Como as outras marcações em Apocalipse, esta pode ser simbólica
(ver comentário em 3.12; 7.3; cf. 14.1; 17.5; 19.12; 22.4); alguns textos
judaicos falam de uma marca simbólica de destruição na testa dos ímpios (Salmos
de Salomão 15:9) em contraste com a marca dos justos (15:6). No entanto, alguns
intérpretes viram uma expressão tangível de fidelidade ao sistema mundial; pelo
menos nas duas últimas grandes perseguições imperiais aos cristãos, ambas no
século III, os certificados foram emitidos para aqueles que haviam cumprido o
rito obrigatório de adoração ao imperador. Mas o texto pode simplesmente
sugerir uma marca figurativa de escravo identificando a quem uma pessoa
pertence - Deus ou o mundo. A participação na idolatria em pelo menos algum
nível parecia ser quase uma necessidade econômica em muitas cidades da Ásia
Menor (ver comentário em 2:18-29), e João avisa que a discriminação comercial
se tornaria mais severa, junto com o perigo mais grave de martírio.
Apocalipse 13:18. Este versículo é um enigma apocalíptico típico (cf. Mt 24:15). Seiscentos e sessenta e seis é um número duplamente triangular, o que é muito raro; embora a maioria dos leitores antigos não soubesse disso, alguns podem ter notado, dado o interesse pitagórico e de outros em números especiais. Também foi considerado uma paródia do número divino, sete, dado o uso de sete do Apocalipse e outras paródias demoníacas do divino no Apocalipse. Os estudiosos costumam recorrer a outra explicação. “Contar um nome” ou palavra era uma prática fácil em grego e hebraico, que usava letras como números específicos (professores judeus posteriores costumavam brincar com os valores numéricos das palavras; essa forma de cálculo era conhecida como gematria). Muitas propostas engenhosas foram feitas para o significado de “666”; Irineu, um estudioso cristão do século II, listou entre as possibilidades “Lateinos” (Roma como o reino final). Embora o termo possa ser transliterado para letras hebraicas de mais de uma maneira, therion, “besta”, pode ser soletrado em hebraico de modo a resultar em “666”. Isso pode ser mais do que coincidência (embora alguém possa se perguntar por que o Apocalipse trataria o número literal de “besta” como um enigma). Pode-se também transliterar theriou, “da besta”, como “616”, uma variante textual em Apocalipse 13:18. (A variante, no entanto, perde a conexão potencial com o número sete ou números triangulares.)

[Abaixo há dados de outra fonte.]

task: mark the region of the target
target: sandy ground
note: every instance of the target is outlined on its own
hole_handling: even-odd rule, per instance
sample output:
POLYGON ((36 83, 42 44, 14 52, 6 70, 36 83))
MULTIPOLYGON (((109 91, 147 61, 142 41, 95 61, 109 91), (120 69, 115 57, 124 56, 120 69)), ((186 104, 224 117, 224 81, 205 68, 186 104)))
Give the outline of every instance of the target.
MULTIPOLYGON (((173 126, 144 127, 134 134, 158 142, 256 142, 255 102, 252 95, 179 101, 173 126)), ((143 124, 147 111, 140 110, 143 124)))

Mas uma das propostas mais populares entre os estudiosos é “Nero César”. Embora seu nome chegue a 1.005 em grego (o que teria sido óbvio, porque um jogo de palavras familiar com aquele número de seu nome circulou por todo o império), seu nome sai como “666” se transliterado para o hebraico. Se João pretende fazer uma alusão a Nero aqui (ver comentário em 13:1-10), ou ele espera que seus leitores saibam mudar para as letras hebraicas (provavelmente com a ajuda de membros mais habilidosos da congregação), ou ele e eles tiveram já usou “666” desta maneira. Algumas fontes cristãs antigas realmente sugerem que essa interpretação já era conhecida. A outra grafia possível resulta em 616 - que é uma variante textual para Apocalipse 13:18, como se os escribas soubessem a resposta ao enigma, mas calculassem a grafia de forma diferente. (Este cálculo requer o uso da pronúncia grega Neron-Kaisar em letras hebraicas, com valores numéricos hebraicos apropriados: N = 50, r = 200, n = 6, K = 100, s = 60, r = 200. O hebraico usava apenas consoantes. Os Oráculos Sibilinos, um documento judaico composto em grego, faz sua gematria em grego, não em hebraico; a maioria de seus leitores teria sido capaz de ler apenas o primeiro, sendo incapazes mesmo de transliterar um nome em letras hebraicas adequadas. Estudiosos judeus que usavam o hebraico incorporaram muitos empréstimos gregos, mas os leitores de João precisariam de alguma ajuda ou conhecimento prévio para discernir seu ponto.) Se esta é a explicação correta, ou parte dela, ajuda a explicar a imagem do governante falecido retornando em 17:9- 11.